Ha difatti le sembianze dell’etnografia la modalità attraverso cui la giovane Parthenope “impara” la città (o dovremmo dire sé stessa). Il sottoproletariato, la malavita organizzata, la società dello spettacolo, il potere ecclesiastico napoletano prendono le sembianze di un “fieldwork” nel quale Parthenope compie i suoi percorsi di ricerca. In ognuno dei contesti che attraversa, difatti, Parthenope sembra guadagnarsi quello che si definisce come “l’accesso al campo” e acquistare legittimità a farne parte per compiere quella che si definisce come “osservazione partecipante” vivendo in maniera più o meno profonda le dinamiche dei mondi in cui entra. Il film di Sorrentino tuttavia è ben lungi dal costituire un ritratto antropologico di Napoli. E l’opera di Sorrentino, benché abbia portato – per qualche mese – l’antropologia fuori dal suo cono d’ombra – non ne ha certo legittimato il ruolo nello spazio pubblico.

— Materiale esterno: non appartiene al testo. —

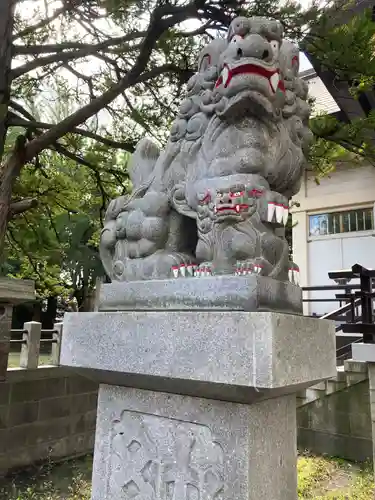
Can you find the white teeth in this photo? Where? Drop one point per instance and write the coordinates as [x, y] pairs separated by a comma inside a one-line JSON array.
[[275, 78], [271, 211], [285, 215], [225, 75], [279, 213]]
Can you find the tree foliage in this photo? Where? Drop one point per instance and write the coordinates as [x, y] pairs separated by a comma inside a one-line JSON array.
[[347, 51]]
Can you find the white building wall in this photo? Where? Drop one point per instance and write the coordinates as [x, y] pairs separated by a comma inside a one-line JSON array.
[[346, 188]]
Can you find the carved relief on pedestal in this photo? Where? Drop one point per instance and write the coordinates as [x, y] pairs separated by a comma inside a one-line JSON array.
[[157, 458]]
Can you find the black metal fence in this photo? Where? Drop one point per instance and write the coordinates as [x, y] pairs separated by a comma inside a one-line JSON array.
[[355, 312]]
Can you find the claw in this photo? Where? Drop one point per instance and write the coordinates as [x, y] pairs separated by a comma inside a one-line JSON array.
[[279, 213], [285, 215], [182, 270], [271, 211]]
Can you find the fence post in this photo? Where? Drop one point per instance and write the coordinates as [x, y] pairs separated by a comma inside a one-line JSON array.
[[56, 345], [30, 350]]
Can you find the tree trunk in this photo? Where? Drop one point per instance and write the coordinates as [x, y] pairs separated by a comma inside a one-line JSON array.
[[49, 316], [6, 29], [10, 170]]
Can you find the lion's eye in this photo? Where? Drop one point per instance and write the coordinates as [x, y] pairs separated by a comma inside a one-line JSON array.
[[275, 47], [236, 38]]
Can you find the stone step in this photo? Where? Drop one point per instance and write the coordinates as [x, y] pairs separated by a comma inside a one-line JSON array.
[[351, 373], [355, 366]]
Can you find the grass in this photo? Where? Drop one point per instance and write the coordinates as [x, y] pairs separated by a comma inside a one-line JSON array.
[[14, 359], [318, 478], [326, 478]]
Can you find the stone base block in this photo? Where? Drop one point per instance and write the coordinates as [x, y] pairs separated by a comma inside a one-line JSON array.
[[158, 446], [363, 352], [243, 293], [229, 355]]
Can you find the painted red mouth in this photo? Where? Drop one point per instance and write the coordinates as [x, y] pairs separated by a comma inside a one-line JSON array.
[[231, 208], [273, 76]]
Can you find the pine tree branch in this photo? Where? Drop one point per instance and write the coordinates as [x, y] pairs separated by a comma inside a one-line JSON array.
[[67, 7], [18, 207], [157, 27], [15, 121], [61, 47]]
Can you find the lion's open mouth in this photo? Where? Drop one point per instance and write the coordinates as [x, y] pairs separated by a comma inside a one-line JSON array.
[[273, 76], [229, 209]]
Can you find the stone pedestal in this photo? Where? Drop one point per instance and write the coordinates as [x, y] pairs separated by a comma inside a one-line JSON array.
[[12, 292], [197, 404]]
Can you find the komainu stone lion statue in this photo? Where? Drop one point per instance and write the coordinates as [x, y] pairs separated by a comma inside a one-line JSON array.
[[215, 201]]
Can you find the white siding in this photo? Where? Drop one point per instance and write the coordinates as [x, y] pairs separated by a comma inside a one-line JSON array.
[[324, 102]]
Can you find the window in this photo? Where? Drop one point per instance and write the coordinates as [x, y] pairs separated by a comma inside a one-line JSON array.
[[341, 222]]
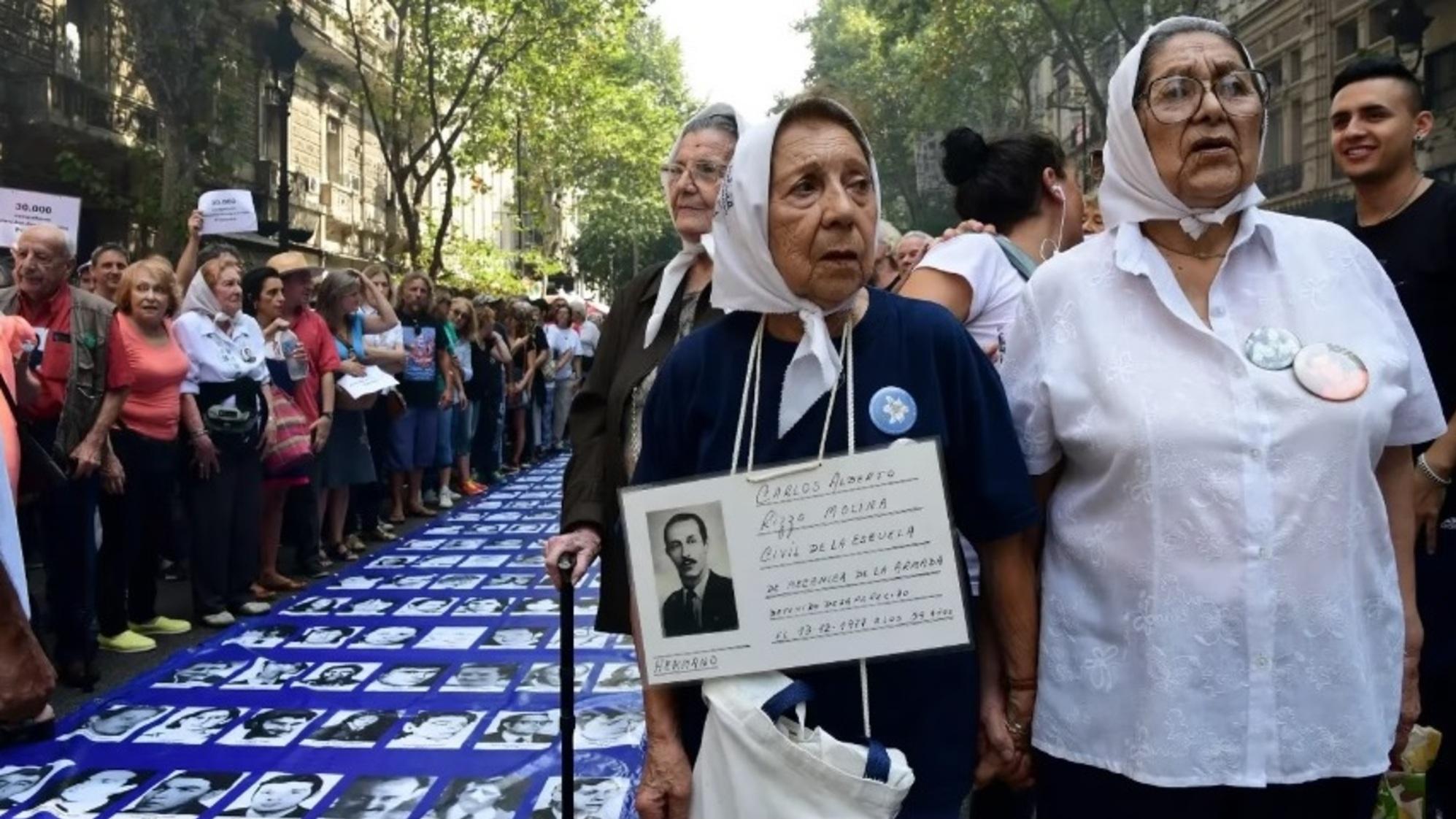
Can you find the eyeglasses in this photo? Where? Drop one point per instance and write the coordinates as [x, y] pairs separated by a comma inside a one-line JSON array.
[[1175, 99], [704, 172]]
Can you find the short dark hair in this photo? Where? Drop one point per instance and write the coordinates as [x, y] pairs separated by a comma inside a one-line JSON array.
[[312, 780], [1379, 67], [999, 182], [683, 518]]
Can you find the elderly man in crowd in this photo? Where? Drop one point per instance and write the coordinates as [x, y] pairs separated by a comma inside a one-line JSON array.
[[70, 404]]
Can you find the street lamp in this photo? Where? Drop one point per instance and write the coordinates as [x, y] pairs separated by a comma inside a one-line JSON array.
[[285, 53], [1409, 29]]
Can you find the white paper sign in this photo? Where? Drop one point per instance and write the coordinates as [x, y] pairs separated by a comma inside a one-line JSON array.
[[373, 381], [228, 212], [796, 567], [23, 209]]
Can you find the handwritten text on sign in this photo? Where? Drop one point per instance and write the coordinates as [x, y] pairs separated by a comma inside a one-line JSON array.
[[796, 567]]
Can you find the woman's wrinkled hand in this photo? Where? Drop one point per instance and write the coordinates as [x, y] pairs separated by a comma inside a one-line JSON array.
[[667, 780], [582, 542]]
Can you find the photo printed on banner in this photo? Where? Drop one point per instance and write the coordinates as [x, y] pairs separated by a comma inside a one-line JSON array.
[[286, 796], [115, 723], [520, 731], [610, 726], [481, 677], [20, 783], [547, 678], [407, 677], [516, 637], [323, 637], [594, 798], [88, 793], [184, 793], [353, 729], [267, 675], [386, 637], [203, 674], [271, 728], [336, 677], [437, 731], [193, 726], [263, 636], [379, 798]]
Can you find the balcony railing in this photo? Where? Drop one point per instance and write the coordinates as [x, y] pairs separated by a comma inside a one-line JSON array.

Anzi, Parthenope si può dire abbia piantato un altro chiodo sulla bara di una disciplina che, soprattutto in Italia, continua a essere ancora irrimediabilmente marginale.

Il film di Sorrentino a ben vedere usa a suo vantaggio la scarsa presenza della disciplina nel dibattito pubblico per costruire il film. Lo fa soprattutto da un punto di vista narrativo: la domanda “che cos’è l’antropologia?” può fare da leitmotiv del film perché si configura come tutto sommato legittima, dato che la maggior parte delle persone in Italia crede che l’antropologia abbia a che fare con dinosauri o stelle (il riferimento è alla rubrica “Non di dinosauri, non di stelle ma…”, curata da Nicoletta Landi e Valentina Rizzo per l’Associazione Nazionale Professionale Italiana di Antropologi). Ma soprattutto la scarsa presenza dell’antropologia nel discorso pubblico permette di alimentarne la percezione di “esoticità”; un elemento fondamentale per la narrazione di Napoli costruita da Sorrentino. Le modalità attraverso cui il regista racconta la città sono difatti ben lontane dalla quotidianità di una Napoli che, nel periodo in cui è ambientato il film, era attraversata da movimenti e sommovimenti impressionanti – come giustamente sottolinea Goffredo Fofi nella sua analisi del film.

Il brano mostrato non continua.